We took plan B but as we navigated our way around the other van we landed ‘leaf spring deep’ in a warthog hole. Let me tell you, the middle of a game reserve in the middle of Kenya is not the place you want to get bogged. After trying two high-lift jacks, to no avail, we had to be snatchstrapped out. Only to land the whole axle in the warthog hole. More snatch-strapping and we were out again - just. It had been a big morning!

Leopard’s Lunch

After a quick lunch we returned to the Mara River to see if we could see a wildebeest crossing, this is after all, one of the highlights of a trip to the Masai Mara and the only place you can witness this natural occurrence. However, while driving back to our ‘spot’ on the Mara River, we had spied a fresh zebra carcass up a tree - a sure sign there must be a leopard nearby. When the wildebeest still refused to cross the Mara River, our group decided to head back to the tree we had seen dinner in and wait. By this time the tree had about 15 cars around it, all watching and waiting, so we took a spot, crossed our fingers and waited patiently.

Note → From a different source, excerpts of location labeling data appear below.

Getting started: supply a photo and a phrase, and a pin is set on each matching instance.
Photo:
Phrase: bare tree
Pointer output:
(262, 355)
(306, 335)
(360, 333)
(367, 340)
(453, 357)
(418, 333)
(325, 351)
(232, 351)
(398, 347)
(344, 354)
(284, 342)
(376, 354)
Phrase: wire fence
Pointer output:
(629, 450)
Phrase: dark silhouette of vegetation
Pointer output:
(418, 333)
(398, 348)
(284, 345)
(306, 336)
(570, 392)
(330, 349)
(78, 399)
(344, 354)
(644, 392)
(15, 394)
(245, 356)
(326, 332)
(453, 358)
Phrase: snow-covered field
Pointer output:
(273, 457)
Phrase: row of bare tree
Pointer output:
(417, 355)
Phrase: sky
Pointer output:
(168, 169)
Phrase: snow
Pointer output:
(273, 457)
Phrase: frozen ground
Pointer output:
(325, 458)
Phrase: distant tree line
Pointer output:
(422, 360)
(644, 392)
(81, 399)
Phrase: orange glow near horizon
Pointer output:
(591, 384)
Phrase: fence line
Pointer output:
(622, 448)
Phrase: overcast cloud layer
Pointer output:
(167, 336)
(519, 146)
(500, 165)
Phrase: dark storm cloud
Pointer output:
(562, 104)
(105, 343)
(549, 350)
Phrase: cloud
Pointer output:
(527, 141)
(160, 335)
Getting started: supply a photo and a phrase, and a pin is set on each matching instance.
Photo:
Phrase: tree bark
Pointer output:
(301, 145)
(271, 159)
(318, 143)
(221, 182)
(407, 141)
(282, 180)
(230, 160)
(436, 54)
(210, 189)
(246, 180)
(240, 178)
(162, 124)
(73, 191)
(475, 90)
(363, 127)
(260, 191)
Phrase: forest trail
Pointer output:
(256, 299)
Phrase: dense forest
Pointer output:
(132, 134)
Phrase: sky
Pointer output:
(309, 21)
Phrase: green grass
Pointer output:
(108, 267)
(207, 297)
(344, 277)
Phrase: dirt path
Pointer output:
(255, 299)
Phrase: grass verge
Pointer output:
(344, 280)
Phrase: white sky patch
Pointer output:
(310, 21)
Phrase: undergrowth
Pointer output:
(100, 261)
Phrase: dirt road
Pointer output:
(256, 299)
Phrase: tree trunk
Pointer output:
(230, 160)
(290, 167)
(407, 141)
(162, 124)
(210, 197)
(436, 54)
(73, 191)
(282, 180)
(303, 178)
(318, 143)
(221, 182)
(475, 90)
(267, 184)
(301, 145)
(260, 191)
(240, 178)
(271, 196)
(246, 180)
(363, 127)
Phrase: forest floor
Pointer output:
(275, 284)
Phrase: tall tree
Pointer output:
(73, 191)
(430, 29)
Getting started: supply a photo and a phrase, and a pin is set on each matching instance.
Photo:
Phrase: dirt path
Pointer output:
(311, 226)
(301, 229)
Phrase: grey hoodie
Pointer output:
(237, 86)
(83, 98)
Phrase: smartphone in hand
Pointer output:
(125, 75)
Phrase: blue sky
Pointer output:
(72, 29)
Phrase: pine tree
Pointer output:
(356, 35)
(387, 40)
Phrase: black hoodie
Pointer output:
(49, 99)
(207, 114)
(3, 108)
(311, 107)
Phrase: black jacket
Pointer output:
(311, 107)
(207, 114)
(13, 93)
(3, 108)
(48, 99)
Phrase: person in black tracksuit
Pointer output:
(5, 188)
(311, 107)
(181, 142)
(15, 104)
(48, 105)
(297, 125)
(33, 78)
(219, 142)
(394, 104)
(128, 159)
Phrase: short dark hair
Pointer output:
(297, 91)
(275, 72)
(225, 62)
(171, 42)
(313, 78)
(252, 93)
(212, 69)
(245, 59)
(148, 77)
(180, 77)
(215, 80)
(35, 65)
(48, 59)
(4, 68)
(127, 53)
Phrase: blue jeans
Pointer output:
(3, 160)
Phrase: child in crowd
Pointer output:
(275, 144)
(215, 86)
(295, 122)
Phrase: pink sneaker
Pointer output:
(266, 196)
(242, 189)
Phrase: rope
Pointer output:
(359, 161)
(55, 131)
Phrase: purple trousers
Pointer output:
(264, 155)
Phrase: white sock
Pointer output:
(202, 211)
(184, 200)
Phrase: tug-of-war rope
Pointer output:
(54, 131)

It actually wasn’t long until the leopard appeared, walked up to the base of the tree, posed and climbed up to the carcass.

Family Affair

I was blown away. Leopards, while not rare, are really good at not being seen. So this was just amazing. But there was still more to come. Another leopard. It turns out, the first leopard was a cub (almost full grown), the second was the mother.

I’ve been to the Masai Mara before and spent time in other wildlife reserves throughout Africa, but it was an amazing experience to see these two leopards greet each other. The cub disappeared back up the tree, while mum did a quick last minute scout of the area, then followed her baby. You couldn’t wipe the smile of my face. Yep, gotta love the Masai Mara. Adrian Duncan is a Melbourne based photographer and tour host. He travelled to Kenya with Two’s a Crowd and RAW Africa Ecotours.